06 October 2016
JEDDAH: Saudi Arabia has enough tools at its disposal to avoid any devaluation in the foreseeable future, according to a research note from Credit Suisse released Wednesday.
“We believe concerns about the peg are misplaced and that the risk of devaluation is negligible,” said the Credit Suisse economists.
“There are two primary reasons for our conviction. First, the political and economic costs are far too high. A devalued riyal would certainly reduce fiscal deficit, but at the cost of significantly higher imported inflation. Keeping consumer prices under control has always been a priority in Saudi Arabia and has become all the more so since the Arab Spring,” said the research note.
“We would therefore expect the government to avoid any policy that could result in basic necessities becoming materially more expensive,” added the economists.
“We also note that the US dollar peg also plays an important role in the credibility of the central bank and its monetary policy. A devaluation could destabilize the financial framework of the country (and by extension, of the broader Gulf region as well) and, in a worst case scenario, it could trigger significant capital flight,” the report added.
It noted that Saudi Arabia has enough tools at its disposal to avoid any devaluation in the foreseeable future.

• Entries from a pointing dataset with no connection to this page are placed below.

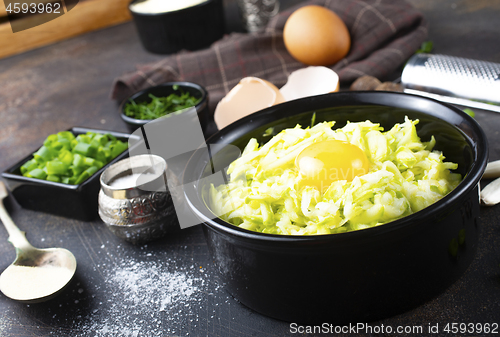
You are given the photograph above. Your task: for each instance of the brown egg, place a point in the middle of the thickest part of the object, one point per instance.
(315, 35)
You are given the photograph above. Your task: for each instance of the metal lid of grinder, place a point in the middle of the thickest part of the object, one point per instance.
(453, 76)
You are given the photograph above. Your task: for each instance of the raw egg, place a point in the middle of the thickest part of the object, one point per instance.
(248, 96)
(324, 162)
(315, 35)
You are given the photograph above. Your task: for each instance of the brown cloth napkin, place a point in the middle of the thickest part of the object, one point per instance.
(384, 34)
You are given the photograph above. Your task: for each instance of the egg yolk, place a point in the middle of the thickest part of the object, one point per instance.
(324, 162)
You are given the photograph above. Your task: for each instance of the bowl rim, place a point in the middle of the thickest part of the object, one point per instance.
(138, 122)
(469, 182)
(9, 174)
(203, 3)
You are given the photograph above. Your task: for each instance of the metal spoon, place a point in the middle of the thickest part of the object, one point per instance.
(37, 274)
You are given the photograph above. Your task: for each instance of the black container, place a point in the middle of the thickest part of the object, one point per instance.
(356, 276)
(165, 89)
(70, 201)
(191, 28)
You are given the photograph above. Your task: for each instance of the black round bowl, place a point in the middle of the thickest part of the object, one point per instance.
(190, 28)
(165, 89)
(356, 276)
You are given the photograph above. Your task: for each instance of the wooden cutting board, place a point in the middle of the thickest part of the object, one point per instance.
(86, 16)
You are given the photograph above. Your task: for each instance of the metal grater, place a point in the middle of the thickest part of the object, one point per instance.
(454, 80)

Foreign exchange reserves are 15 percent lower YoY and 23 percent lower than their mid-2014 peak, but at about $550 billion, the reserves are still close to 100 percent of GDP and provide adequate cushion for defending the peg. This number does not include Saudi Arabia’s holdings of US treasuries totaling $96 billion (down from recent peak of $124 billion in January 2016), according to Credit Suisse.
“We believe this number significantly understates Saudi Arabia’s full holdings of treasuries, much of which are likely to be with external managers,” said the economists.

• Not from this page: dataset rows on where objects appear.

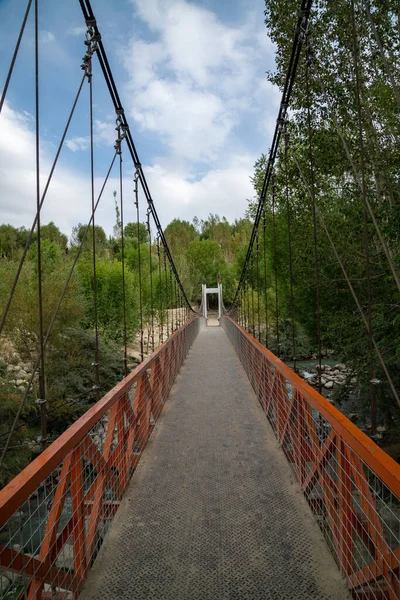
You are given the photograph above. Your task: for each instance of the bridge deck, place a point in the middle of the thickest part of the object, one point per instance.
(213, 511)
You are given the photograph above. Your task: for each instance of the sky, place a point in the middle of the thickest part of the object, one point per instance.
(191, 75)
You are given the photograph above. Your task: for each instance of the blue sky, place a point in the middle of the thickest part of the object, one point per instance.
(191, 77)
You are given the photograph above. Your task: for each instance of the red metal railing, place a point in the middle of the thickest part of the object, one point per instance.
(351, 485)
(55, 513)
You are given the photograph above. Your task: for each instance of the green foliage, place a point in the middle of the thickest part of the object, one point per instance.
(83, 234)
(109, 297)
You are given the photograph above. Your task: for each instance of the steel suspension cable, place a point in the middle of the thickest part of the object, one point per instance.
(29, 239)
(42, 373)
(160, 319)
(377, 37)
(297, 45)
(166, 292)
(15, 54)
(121, 135)
(176, 307)
(289, 230)
(265, 275)
(136, 191)
(253, 326)
(171, 287)
(347, 278)
(151, 279)
(89, 73)
(357, 176)
(365, 219)
(54, 316)
(105, 67)
(314, 216)
(275, 269)
(258, 286)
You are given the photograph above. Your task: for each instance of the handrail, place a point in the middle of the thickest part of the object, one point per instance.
(351, 485)
(22, 486)
(376, 458)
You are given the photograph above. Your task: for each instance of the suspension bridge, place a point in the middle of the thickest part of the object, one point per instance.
(212, 470)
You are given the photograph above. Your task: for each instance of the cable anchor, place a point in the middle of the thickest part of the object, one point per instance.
(91, 41)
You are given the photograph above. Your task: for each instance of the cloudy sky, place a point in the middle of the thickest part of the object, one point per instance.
(191, 77)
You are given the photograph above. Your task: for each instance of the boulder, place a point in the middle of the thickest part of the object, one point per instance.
(4, 584)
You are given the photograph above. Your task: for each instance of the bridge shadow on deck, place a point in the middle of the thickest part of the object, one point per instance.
(213, 511)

The report points out that Kingdom enjoys one of the lowest debt-to-GDP ratios in the world, which is expected to jump to a 10- year high of 17 percent this year as Saudi Arabia issues its first international bond, expected to be $15 billion.
“We expect debt-to-GDP levels to reach toward 50 percent by 2020/21, in line with the government’s guidance. This translates to a heady issuance of roughly $400 billion from end- 2015 levels. Appetite for Saudi papers remains robust, but such a huge pipeline of issuance in a relatively short timeframe will undoubtedly push up the cost of borrowing eventually. However, we believe the increased debt will be sufficient to cover budget deficits in the coming years,” the economists stated.